As part of its continuing efforts to support new and existing businesses in Long Beach, the city’s economic development department is carrying out a pilot program to refresh storefronts along Anaheim Street, Carson Street and Pacific Avenue. Approved in 2018 and now underway, the Business Corridor Improvement and Property Beautification Partnership Program has a long name but a simple purpose: making businesses look good.

Last February, the Long Beach City Council designated $450,000 to be split evenly among the corridors of Carson, Anaheim and Pacific. The one-time funding precludes major infrastructure changes but allows for painting, awning repair and the replacement of windows and light fixtures, Economic Development Officer Seyed Jalali said. “First and foremost, painting is what we focus on. Most buildings, that’s probably the first thing you notice – cracked stucco, old paint,” he went on. “And then if funding is available, we focus on other elements of the building.”

Furniture store The Bed Post got a fresh coat of paint thanks to assistance from the City of Long Beach. Paul Forman, owner of the property, told the Business Journal, “Our family and the Bedpost are really appreciative of the City of Long Beach and Zaferia Business Association for this facade improvement program.” From left: Kristine Hammond, executive director of the Zaferia Business Association; Paul Forman, property owner; Joe Santoro and Derek Llewellyn, co-owners of The Bed Post. (Photograph by Brandon Richardson)

With the Carson Street improvements completed in December, the department has begun work on Anaheim Street. The first business owner on the receiving end of these renovations praised the program. “It’s absolutely great,” Joe Santoro, co-owner of The Bed Post at 3143 E. Anaheim St., told the Business Journal. Santoro’s furniture store occupies the first floor of the building, which was completely repainted in about a week’s time. Santoro said the expense was out of reach for his small business, which has leased the space for two years. “Obviously, money’s tight,” he said. “To have that ability [to repaint] with a program like this . . . was awesome. I can’t say enough about it.”

The property owner, Paul Forman, also expressed his satisfaction with the new paint job. He added that the two residential tenants who rent the second story of the building were pleased by the change as well.

Jalali said that, when possible, economic development partners with other municipal departments to carry out more advanced renovations. Tree removal in the Norse Village area off of Carson Street was completed in collaboration with the public works department, for example. To help stretch the limited funding of the pilot program, Jalali said that the department encourages property owners to contribute financially to renovations if they are able. In the case of 3143 E. Anaheim St., Forman paid to have the rear section of the building painted.

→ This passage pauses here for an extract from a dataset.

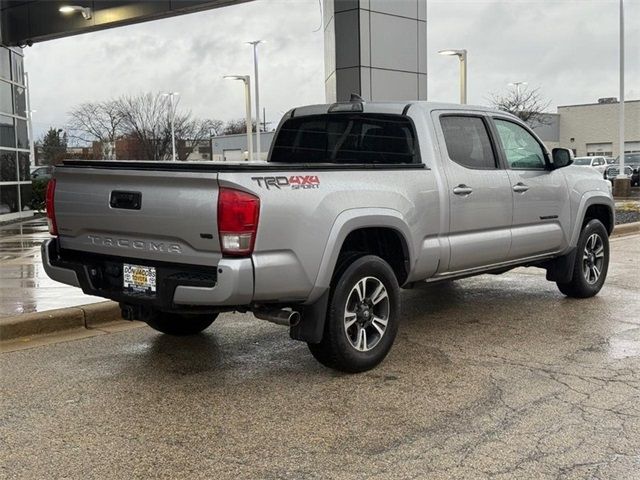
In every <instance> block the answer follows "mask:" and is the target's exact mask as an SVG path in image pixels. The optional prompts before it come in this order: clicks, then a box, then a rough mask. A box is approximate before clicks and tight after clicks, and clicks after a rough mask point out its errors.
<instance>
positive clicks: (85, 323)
mask: <svg viewBox="0 0 640 480" xmlns="http://www.w3.org/2000/svg"><path fill="white" fill-rule="evenodd" d="M118 320H122V317H121V316H120V308H119V307H118V304H117V303H115V302H101V303H94V304H90V305H80V306H78V307H69V308H61V309H58V310H48V311H46V312H34V313H27V314H23V315H15V316H11V317H0V341H2V342H5V341H10V340H15V339H17V338H24V337H33V336H36V335H46V334H52V333H59V332H62V331H65V330H74V329H92V328H99V327H100V326H102V325H104V324H108V323H113V322H115V321H118Z"/></svg>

The economic development department plans to repaint three more properties in the Anaheim corridor, including two in Cambodia Town and one at the corner of Anaheim Street and Pacific Avenue. The property owner at 200 W. Anaheim St. is investing a “substantial” amount of money to help with restoration, Jalali said. “Those are the kind of scenarios we like: the partnership, the contribution from the private property owner.”

The business corridor improvement program was created to help fulfill the city’s Blueprint for Economic Development, a 10-year plan to “create economic opportunities for workers, investors and entrepreneurs,” Jalali explained. “It is a program that involves city investment, cooperation from property owners and, to the extent that we can leverage them, the business associations or business improvement districts.”

Kristine Hammond, executive director of the Zaferia Business Association, said that she worked closely with the economic development department to make property owners aware of the pilot program. “We welcome it with open arms to happen again,” she said.

Both Jalali and Hammond expressed a desire to see initial improvements on Anaheim Street spur improvements at neighboring businesses. “We’re really hoping for the domino effect where one business will see what improvements are done visually to that area, and then they’ll want to do the same,” Hammond said. In the meantime, she is encouraging Zaferia businesses to look into using other city programs to raise renovation funds, such as Kiva, a crowdfunding platform for obtaining microloans, and the city’s commercial improvement rebate, which offers up to $2,000 to business owners and commercial property owners for exterior improvements.